We listened to the doctors along the way. I researched incessantly. Not the greatest idea but necessary to a point to feel empowered.”The margin was clear but there was a micro tumor in one of the two lymph-nodes removed,” I was told. Along the way I switched oncologists, but in the end I followed a good amount of what they recommended. X-rays, blood tests,scans, partial mastectomy – not a lumpectomy – my surgeon kept correcting me. 25 rounds of radiation. 20 drives to Abbotsford Cancer clinic alone for radiation. “No I’m fine I insisted, I can drive by myself, It’s not physically effecting me.” Right! I looked the same to me, just a little weight loss, all of my hair in tact. …but I was tired not only physically but emotionally and the burn was coming. You can’t always see it when you are in it. Truth. “I don’t want to take you away from work etc.” I felt guilty taking up people’s valuable time and I felt like a damn baby telling people it was really lonely and scary going by myself. Oh the thoughts that take over. I felt weak admitting that out loud….Take my advice, take the damn company!!! People want to help and many don’t know how to,so lead them. Next tamoxifen then letrozole – an estrogen inhibitor – I’m half way there only 2.5 more years left on the chemo drug (the term chemo also means a mix of drugs in layman terms) that blocks estrogen so any lingering tumors or cancer cells hungry for it, are slowed down. There is going to be one hell of a party summer of 2018.
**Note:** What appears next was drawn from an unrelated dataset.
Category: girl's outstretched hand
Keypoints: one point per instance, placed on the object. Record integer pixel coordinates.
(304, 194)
I lived in a fog of fear for 2 years after treatment. Terrified that “it” would come back. The feelings that come out are similar to grieving. I cried for “no apparent reason” sometimes, and felt deeply alone before my oncologist said “you do realize you have PTS don’t you?” The letrozole often messes with your emotions not to mention the achey bones that exhaust you – in my case anyway. I hadn’t accounted for that…whoops, how would I know?
The amazing gift in this whole scenario is that I was forced to breathe deeper, slow down and surround myself with more calm light atmospheres, healthy real people, as little drama as possible, voila! Not always possible in this bright light we call life, but that’s what I strive for. If I’m around heavy, difficult energy I literally get tense, hot and I long to bolt. I close up. When I can’t bolt, I visulize being home in my pj’s and before long I’m smiling. I am not living in fear anymore. If it comes back, that may be another story, but I will not dampen my life now. I know we all will die one day and I’m finally living like there is no tomorrow…just in case;) It feels fantastic and I am so incredibly incredibly grateful to my husband for being able taking me around the globe via his career and hard work, and for being so quietly solid. To the family and friends who took the time to understand and have stuck beside me and loved me when I wasn’t solid. Real face to face time with family and friends is all that matters. We all know that, hear that, feel that, but always think we have more time than we do.
I had to tweak myself, my actions and reactions, lifestyle and I’m much better for it and much much happier. It was a knock on the head – it was a gift to start living like I longed to inside but didn’t know how. I realize I have no control over most things so I really try to say “meh” while still feeling and caring deeply. I’m clumsy at it sometimes. I’m a work in progress like you are. You know the old pick your battles adage, I don’t even like to say that anymore. If we are expecting a “battle”, we will get one. So sometimes when things are tough, how about just letting our soul sing when it needs to, as it needs to. Speak up little one, then let it go. Be kind, go outside and have some fun. We’ll get it right sometimes and other times…meh.